En México, tras seis meses de trabajo la utilidad real para el productor de maíz es de apenas 6 mil 526 pesos por hectárea (ha), considerando que alcance un rendimiento de 10 toneladas por ha y sin tomar en cuenta la renta de la tierra, expuso el dirigente de la Unión Nacional de Trabajadores Agrícolas (UNTA), Álvaro López Ríos.
Explicó que el apoyo que otorga el gobierno federal es de mil 300 pesos por tonelada, mientras que el estatal es 400 pesos por tonelada, lo que da un total de mil 700 pesos por tonelada pero la inversión real en 10 toneladas es de 60 mil pesos, a lo que se debe restar 53 mil 474 pesos de costos operativos.
Para el dirigente de la UNTA, el Programa de Precios de Garantía implementado por el gobierno federal, “resulta insuficiente para los productores de granos básicos, al no venir acompañado de créditos agrícolas masivos, tecnificación de riego ni fomento productivo, pues la producción nacional sigue estancada, sin crecimiento frente a la demanda y con costos de producción insostenibles”.
De tal manera, subrayó, que
producir una hectárea de maíz en México puede ser hasta 300% más caro que en Estados Unidos, debido a la falta de subsidios masivos y tecnología”.
Por medio de un comunicado, el dirigente de la UNTA detalló que la producción de una hectárea de maíz en las regiones comerciales clave de México, cuesta entre 50 mil y 55 mil pesos mientras que el precio de venta en el mercado libre apenas ronda los 4 mil 400 o 4 mil 800 pesos por tonelada.
Haciendo un balance financiero por hectárea, estimó Álvaro López, por ejemplo, un costo de producción de 53 mil 474 pesos, incluyendo insumos, con un rendimiento promedio de 10 toneladas da un costo real por tonelada producida de 5 mil 347 pesos.
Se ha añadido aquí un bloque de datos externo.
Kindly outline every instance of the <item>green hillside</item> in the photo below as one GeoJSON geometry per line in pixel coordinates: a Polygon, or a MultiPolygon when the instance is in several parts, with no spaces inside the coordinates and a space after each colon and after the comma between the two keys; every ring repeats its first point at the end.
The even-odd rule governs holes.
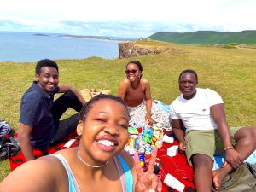
{"type": "MultiPolygon", "coordinates": [[[[57,60],[60,84],[70,84],[78,90],[109,89],[116,95],[119,82],[125,77],[126,63],[138,60],[143,65],[143,77],[150,80],[152,97],[169,105],[180,94],[177,78],[181,71],[194,69],[199,75],[199,87],[212,89],[223,97],[230,126],[256,125],[256,49],[155,41],[137,41],[135,45],[166,52],[128,59],[57,60]]],[[[34,80],[35,66],[35,62],[0,62],[0,118],[16,131],[20,99],[34,80]]],[[[69,111],[64,119],[73,113],[69,111]]],[[[9,172],[9,160],[1,161],[0,182],[9,172]]]]}
{"type": "Polygon", "coordinates": [[[177,44],[229,44],[231,43],[256,44],[256,30],[242,32],[199,31],[189,32],[160,32],[149,37],[151,39],[177,44]]]}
Mientras que el precio de venta libre, considerando el Mercado de Chicago sería de 4 mil 400 a 4 mil 800 pesos por tonelada lo que deja al productor un margen de pérdida, que oscila de -500 a -900 pesos por tonelada.
Esta situación obliga a los agricultores de mediana y gran escala a depender al 100% de subsidios emergentes para no vender por debajo de su costo de producción.
En este escenario, consideró, lo más productivo para el país es una combinación estratégica: producir el maíz blanco e importar el maíz amarillo, debido a que no se tiene la capacidad de infraestructura, subsidios ni agua para competir con la eficiencia de producción masiva de Estados Unidos.
De tal manera, recalcó, que resulta más productivo importar el maíz amarillo frente a la demanda desbordada de la industria de la carne, porcina, avícola y ganadera, que requiere más de 20 millones de toneladas anuales para alimentar a sus animales.
López Ríos reflexionó que tratar de sembrar todo ese volumen en el país absorbería demasiada agua y tierra que se usa para cultivos de exportación de mayor valor como el aguacate o jitomate.
Sin embargo, en el caso del maíz blanco es de vital y productivo defender la producción, porque depender del extranjero para la base alimenticia de la población, que es la tortilla, expone al país a la inflación internacional y a una crisis de desabasto.
En resumen, “la máxima productividad para México consiste en proteger y tecnificar la producción de maíz blanco para consumo humano, mientras se aprovechan los bajos precios internacionales para importar el maíz amarillo necesario para las industrias”, concluyó.